17 Mar 2012
Perched high in the Andes on the border with Argentina, a tiny town full of stories and its not-so-tiny-lagoon harbor a little known paradise.
Sunbathing on secluded, sandy beaches as a wind-surfer whizzes by may not be the first image that comes to mind when thinking of the Andes, but then, maybe that's because Laguna Icalma is still pretty much undiscovered by the outside world.
And in case you're wondering about the name, yes, laguna means lagoon in Spanish, but no, this is not some little pond.

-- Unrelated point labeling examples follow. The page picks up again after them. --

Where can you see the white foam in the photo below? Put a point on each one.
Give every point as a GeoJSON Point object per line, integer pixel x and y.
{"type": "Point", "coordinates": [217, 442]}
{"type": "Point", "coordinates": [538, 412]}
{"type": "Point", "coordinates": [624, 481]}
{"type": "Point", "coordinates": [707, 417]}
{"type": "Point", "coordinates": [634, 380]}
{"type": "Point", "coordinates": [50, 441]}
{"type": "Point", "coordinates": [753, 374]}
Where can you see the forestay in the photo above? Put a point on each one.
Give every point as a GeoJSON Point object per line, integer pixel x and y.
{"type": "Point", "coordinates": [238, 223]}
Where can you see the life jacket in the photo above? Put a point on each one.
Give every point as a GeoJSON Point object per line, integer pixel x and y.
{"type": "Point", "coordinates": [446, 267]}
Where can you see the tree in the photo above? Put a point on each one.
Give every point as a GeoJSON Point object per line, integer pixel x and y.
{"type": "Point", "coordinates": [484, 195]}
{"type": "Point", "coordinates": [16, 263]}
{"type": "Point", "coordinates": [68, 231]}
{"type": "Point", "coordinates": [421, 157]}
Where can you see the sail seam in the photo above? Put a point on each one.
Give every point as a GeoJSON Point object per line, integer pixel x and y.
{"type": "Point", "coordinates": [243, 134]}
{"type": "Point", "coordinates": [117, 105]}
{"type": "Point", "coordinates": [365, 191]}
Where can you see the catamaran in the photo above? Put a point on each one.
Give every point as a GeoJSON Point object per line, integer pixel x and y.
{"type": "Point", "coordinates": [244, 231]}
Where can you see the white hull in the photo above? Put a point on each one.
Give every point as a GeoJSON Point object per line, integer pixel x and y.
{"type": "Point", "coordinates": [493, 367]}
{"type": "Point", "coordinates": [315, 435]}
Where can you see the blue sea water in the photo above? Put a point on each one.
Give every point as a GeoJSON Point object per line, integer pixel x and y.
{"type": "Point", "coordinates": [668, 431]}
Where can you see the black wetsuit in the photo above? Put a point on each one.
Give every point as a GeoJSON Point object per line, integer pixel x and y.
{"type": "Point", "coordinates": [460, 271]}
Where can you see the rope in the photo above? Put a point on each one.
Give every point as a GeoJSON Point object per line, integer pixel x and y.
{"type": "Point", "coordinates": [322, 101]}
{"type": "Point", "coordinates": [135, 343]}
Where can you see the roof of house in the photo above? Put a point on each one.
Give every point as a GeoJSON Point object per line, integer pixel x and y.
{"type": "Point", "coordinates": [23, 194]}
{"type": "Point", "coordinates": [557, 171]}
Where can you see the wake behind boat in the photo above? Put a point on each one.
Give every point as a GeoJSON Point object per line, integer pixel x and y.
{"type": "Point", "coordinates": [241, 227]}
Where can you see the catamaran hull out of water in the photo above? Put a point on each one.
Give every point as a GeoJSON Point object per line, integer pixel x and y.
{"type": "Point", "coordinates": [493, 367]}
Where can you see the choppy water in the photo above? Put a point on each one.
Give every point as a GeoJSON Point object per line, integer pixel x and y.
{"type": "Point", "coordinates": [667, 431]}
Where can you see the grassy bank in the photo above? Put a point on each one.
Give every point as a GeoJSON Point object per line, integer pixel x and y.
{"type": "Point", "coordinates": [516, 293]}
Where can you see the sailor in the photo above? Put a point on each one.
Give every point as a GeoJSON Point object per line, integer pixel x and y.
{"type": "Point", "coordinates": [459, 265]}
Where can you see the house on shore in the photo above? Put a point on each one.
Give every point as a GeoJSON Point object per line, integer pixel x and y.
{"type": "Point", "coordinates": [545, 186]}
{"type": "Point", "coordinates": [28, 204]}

Accustomed to soaring volcanic peaks and vast freshwater lakes, Chileans have a tendency to dismiss any protruding body of rock and earth that is not permanently wreathed in snow as a cerro ("hill"), and any body of water whose far shore can just be made out on the horizon as a laguna - Icalma is a lagoon in the sense that Cerro San Ramón, which looms large over the highrises of Santiago, is a hill.
And while it sits at an altitude of 1,350 m, ringed on all sides by wooded mountain and huge bald volcanoes, it's not necessarily the size or beauty of the place that impresses upon you as you swim out to the center of the "lagoon," but its depth.
From beautiful sandy beaches, the bottom of the laguna drops away so steeply that it cannot be seen after you've swum just a few lengths, despite the fact that the water has the clarity that can only be found in high snow-melt waters.
It's the kind of depth that makes you feel as if you're hovering over a void, and it doesn't take much of an imagination to think that there may be something else down there in the pitch black below you.
Iif this thought does cross your mind, you won't be the first. The community is full of tall stories, from a supposed expedition of NASA scientists searching for prehistoric fish to Loch Ness-like monsters sightings.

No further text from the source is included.